Fridays With Rogers Partners
This morning at our muffin meeting, Brian Sunohara discussed the Court of Appeal’s decision in Dermann v. Baker, 2019 ONCA 584.
The defendants had made an offer to settle of $150,000 in a motor vehicle accident case. This offer was not accepted, and the jury awarded the plaintiff just over $12,000 after application of the deductible.
One of the plaintiff’s grounds of appeal related to the trial judge’s ruling that the defendants could call three doctors who prepared reports for the purpose of the plaintiff’s statutory accident benefits claim, without those doctors complying with rule 53.03.
The Court of Appeal held that the doctors were clearly non-party witnesses and were entitled to give expert opinion evidence within the confines of observations they made to prepare their reports.
In re-examination, one of the doctors had given evidence on the plaintiff’s ability to work. The plaintiff argued that this impermissibly veered outside the confines of the doctor’s report.
The Court of Appeal held that, since plaintiff’s counsel, in cross-examination, asked the doctor about the plaintiff’s ability to work, defence counsel was entitled to ask questions on this issue in re-examination.
Brian also discussed the case of Eastwood v. Walton, 2019 ONSC 4019. We addressed this case in detail in a recent blog post.
An employee attended a staff Christmas party at a banquet hall. After the party, she drove while intoxicated and was involved in an accident, injuring someone else.
The banquet hall was sued and brought a summary judgment motion. The motion was dismissed.
The decision goes over some of the principles of commercial host liability. Where a defendant assumes a public role, or benefits from offering a service to the public at large, special duties arise.
For a commercial host who serves alcohol, one of these duties is to prevent foreseeable harm to third party users of highways.
Colleen Mackeigan reviewed the case of Health Genetic Center Corp. (Health Genetic Center) v. New Scientist Magazine, 2019 ONCA 576.
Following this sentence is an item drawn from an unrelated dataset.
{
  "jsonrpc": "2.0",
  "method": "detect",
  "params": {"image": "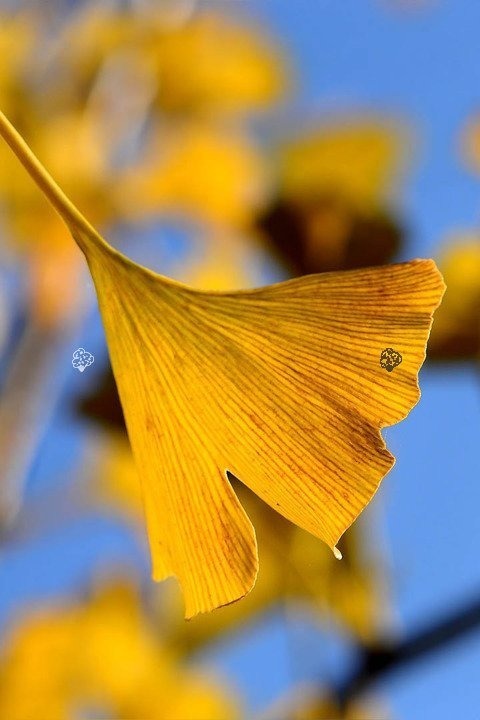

The respondent sought security for costs. This was denied by the Court of Appeal. The Court of Appeal stated that an order for security for costs on appeal is not routine.
A respondent must show that there is good reason to believe that the appeal is frivolous and vexatious and that the appellant has insufficient assets in Ontario to pay the costs of the appeal.
To satisfy the “frivolous” requirement, the respondent must show there is good reason to believe that the appeal appears to be devoid of merit.
To satisfy the “vexatious” requirement, the respondent must show that the appeal was launched to annoy or embarrass the respondent or that the appeal has been conducted in a vexatious manner.